1. Culturing the microalgae strains until obtaining a quantity of biomass of said microalgae with a concentration of between 1.10 ⁶ and 1.10 ⁸ cells/mL;
2. Separation of the microalgae obtained in step a. their cultural environment;
3. Mixture of microalgae obtained in step b. in water at a ratio of between 5% and 20% of microalgae by weight of the mixture at a conductivity of between 20 and 200 µS/cm;
4. Application to the mixture obtained in step c. bipolar pulsed electric fields;
5. Dilution of the mixture obtained in step d. between 2 and 5 times in water or a buffer for between 1 hour and 12 hours;
6. Centrifugation of the mixture obtained in step e. ;
7. Recovery of the centrifugation supernatant comprising said compounds of nutritional interest;
8. Obtaining water-soluble compounds of nutritional interest.

Process for the biocompatible extraction of water-soluble compounds of nutritional interest from a culture of living microalgae according to the preceding claim, where steps b. and/or f. are carried out by centrifugation at between 1500 and 4000 g for 5 to 20 minutes and at a temperature between 4 and 25°C. Process for the biocompatible extraction of water-soluble compounds of nutritional interest from a culture of living microalgae according to any one of the preceding claims, where step d. is carried out by application of 1 to 20 pulses with a pulse duration of 1 to 2 ms, a voltage between 0.5 and 6 kV/cm, a temperature between 4 and 25°C, and a circulation rate of the algal cells in the pulse chamber at 10 to 100 mL/min. Process for the biocompatible extraction of water-soluble compounds of nutritional interest from a culture of living microalgae according to any one of the preceding claims, characterized in that it further comprises a step i. concentration of the compounds of nutritional interest obtained in step h. by membrane filtrations of 3 to 1000 kDa or by the use of affinity columns. Process for the biocompatible extraction of water-soluble compounds of nutritional interest from a culture of living microalgae according to the preceding claim, where said affinity column is an ion exchange column. Process for the biocompatible extraction of water-soluble compounds of nutritional interest from a culture of living microalgae according to claim 4, where step i. is carried out by using membrane filtration between 10 and 500 kDa. Process for the biocompatible extraction of water-soluble compounds of nutritional interest from a culture of living microalgae according to any one of the preceding claims, characterized in that it further comprises a step j. drying of the compounds of nutritional interest obtained in step h. or i., by freeze-drying, spray-drying or drying, preferably by spray-drying or freeze-drying. Process for the biocompatible extraction of water-soluble compounds of nutritional interest from a culture of living microalgae according to the preceding claim, where step j. is carried out by

1. Lyophilization at a temperature between -20 and -80°C and a pressure of 5 to 500 µbar; Or
2. Atomization in a flow of hot air at a temperature between 80°C and 300°C, preferably between 90°C to 220°C: or
3. Drying at a temperature between 40 and 80°C, or drying under pressure.

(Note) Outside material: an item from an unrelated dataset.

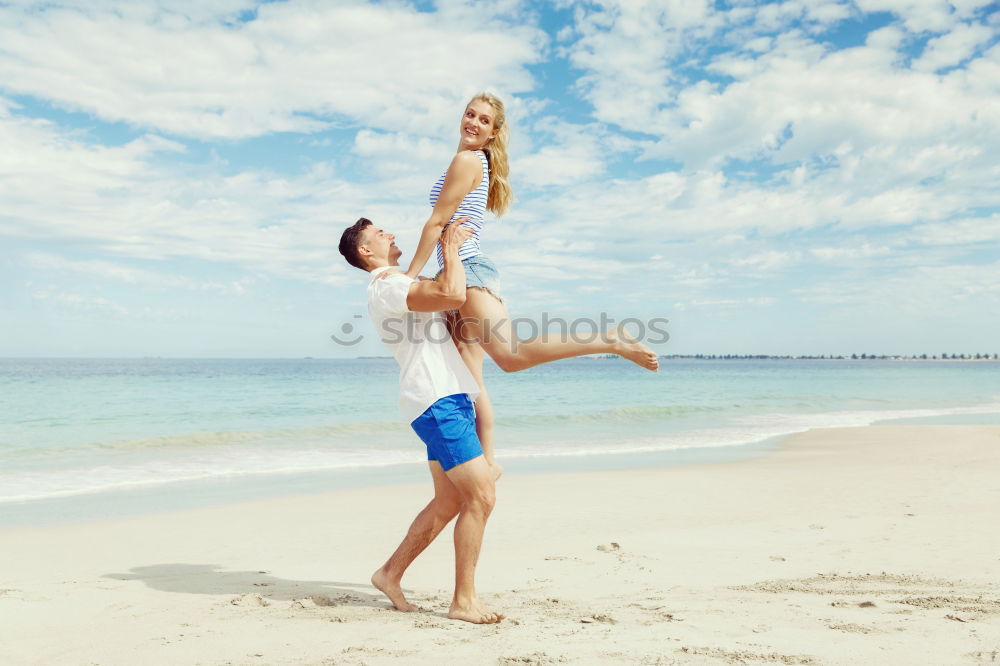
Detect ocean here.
[0,358,1000,525]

Process for the biocompatible extraction of water-soluble compounds of nutritional interest from a culture of living microalgae according to any one of the preceding claims, characterized in that said microalgae are chosen from: Arthrospira platensis , Arthrospira maxima, Aphanizomenon Floes-aquae , Chlorella, Chlorella sp ., Chlorella vulgaris, Chlorella protothecoides , Chlorella sorokiniana , Chlorella pyrenoidosa , Euglena sp ., Euglena gracilis, Schizochytrium sp . Use of water-soluble compounds of nutritional interest obtained by the process according to any one of the preceding claims in food products.